In utero electroporation of mouse embryos

In utero electroporation were performed as described previously13 (link),40 (link) using Swiss mice (Janvier). Animal experimentations were performed at the IGBMC animal facilities. The study has the Animal Experimentation Research Ethics Committee approval (N° 2014-059). Briefly, timed pregnant mice (E14.5) were anaesthetized with isoflurane (2 l per min of oxygen, 4% isoflurane during sleep and 2% isoflurane during surgery operation; Minerve).
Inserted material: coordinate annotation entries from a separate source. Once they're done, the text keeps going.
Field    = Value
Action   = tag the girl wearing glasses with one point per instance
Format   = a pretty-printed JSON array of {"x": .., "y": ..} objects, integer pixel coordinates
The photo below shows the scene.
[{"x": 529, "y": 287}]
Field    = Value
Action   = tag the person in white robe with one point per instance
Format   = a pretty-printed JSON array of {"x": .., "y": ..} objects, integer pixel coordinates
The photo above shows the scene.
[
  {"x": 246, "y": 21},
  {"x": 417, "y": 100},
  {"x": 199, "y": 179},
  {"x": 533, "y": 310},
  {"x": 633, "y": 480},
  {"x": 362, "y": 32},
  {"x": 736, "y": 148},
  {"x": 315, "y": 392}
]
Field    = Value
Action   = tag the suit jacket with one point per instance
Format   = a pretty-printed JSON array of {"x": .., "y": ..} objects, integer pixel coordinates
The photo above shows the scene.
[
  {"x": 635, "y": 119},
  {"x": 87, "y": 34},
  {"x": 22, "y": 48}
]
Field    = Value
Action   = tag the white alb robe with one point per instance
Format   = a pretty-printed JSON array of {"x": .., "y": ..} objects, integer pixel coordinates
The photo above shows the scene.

The uterine horns were exposed and a lateral ventricle of each embryo was injected using pulled glass capillaries with Fast Green (2 μg/ml; Sigma) combined with a final concentration of 1µg/µl of DNA constructs prepared by EndoFree plasmid purification kit (Macherey Nagel). The expression vector pCAGGS-Tomato was systematically co-electroporated and the fluorescent Tomato protein was used to visualize electroporated cells. Plasmids were further electroporated into the neuronal progenitors adjacent to the ventricle by delivering five electric pulses at 50V for 50ms at 950ms intervals using a CUY21EDIT electroporator (Sonidel Ltd). After electroporation, embryos were placed back in the abdominal cavity and development was allowed to continue until E16, E18 or P2. Embryos or pups brains were dissected and fixed in 4% PFA in PBS overnight.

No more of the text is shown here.